Identify The Exit Triggers
Knowing where to stop is crucial for every trader, no matter how successful you are. And since this is your first time, having a dedicated and well-defined stop-loss strategy is imminent and beyond the clutches of negotiation. It will not only help you save a greater section of your investments but also assist you in correctly identifying the time to stop your trade further. The exit triggers define the right moment when you should withdraw from the market and close your open trade position. For instance, when the price action movement suddenly goes southwards, you can leverage these triggers to determine when to close so as to avoid monetary losses beyond imagination.
Risk Definition and Detection
Trade and risk walk hand in hand. But does that mean you shouldn’t take the leap of faith and become reluctant in your investments? No, obviously not because risk detection and prevention strategies will help you steer around these bottlenecks with ease. Trading risks are usually defined using your position size. In other words, the amount of commodity or stock value under your name will determine the risk level of the trade position. Higher the valuation, higher will be the risks and vice versa.
Similarly, investing in small-cap funds will be a riskier choice because they are much more volatile and susceptible to price action movements than large-cap or medium-cap ones. So, understanding the probable risks of your trade choices and formulating strategies for their mitigation will be essential to prevent monetary losses.

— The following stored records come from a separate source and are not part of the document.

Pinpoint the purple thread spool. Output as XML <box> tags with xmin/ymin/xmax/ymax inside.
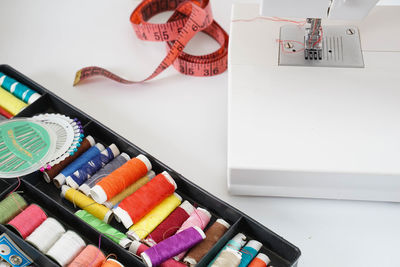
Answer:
<box><xmin>140</xmin><ymin>226</ymin><xmax>206</xmax><ymax>267</ymax></box>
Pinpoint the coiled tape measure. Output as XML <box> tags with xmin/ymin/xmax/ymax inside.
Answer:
<box><xmin>0</xmin><ymin>234</ymin><xmax>33</xmax><ymax>267</ymax></box>
<box><xmin>74</xmin><ymin>0</ymin><xmax>229</xmax><ymax>85</ymax></box>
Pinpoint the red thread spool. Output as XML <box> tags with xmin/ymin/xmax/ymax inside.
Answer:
<box><xmin>8</xmin><ymin>204</ymin><xmax>47</xmax><ymax>239</ymax></box>
<box><xmin>68</xmin><ymin>245</ymin><xmax>106</xmax><ymax>267</ymax></box>
<box><xmin>113</xmin><ymin>172</ymin><xmax>176</xmax><ymax>228</ymax></box>
<box><xmin>90</xmin><ymin>155</ymin><xmax>151</xmax><ymax>204</ymax></box>
<box><xmin>145</xmin><ymin>200</ymin><xmax>194</xmax><ymax>246</ymax></box>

Jot Down The Trading Rules
Trading rules act as a guided roadmap, allowing you to know the limitations, technical boundaries, and other facts associated with the investment. Writing them down will not only help you remember them properly but also pave the way for further refinement. For instance, if your trading strategy doesn’t adhere to the rules at some point, you can detect the same and work on the issue further.
Run A Backtest
Most TradingView strategy developers prefer to leverage their code knowledge to run a back test on the trading strategy developed. It allows them to quickly detect the discrepancies and refine them further to future-proof the initial plan. Use historical trade datasets to assess if the strategic model will perform in the expected manner or there are potential risks of downfall.
Make Rooms For Continuous Improvements
Last but not the least, you should check if there are any rooms left for improvements in the trading strategy you developed. Refinement will not only reduce the associated risks but also help you get a firmer grip on different trade markets and technicalities associated with the same.
Conclusion
Trading offers great returns on investments and there’s no doubt in this statement. But you need to be a smart and cautious trader to enjoy the gains. With this detailed guide, we hope you won’t have to worry about creating a successful trading strategy as a first-time trader.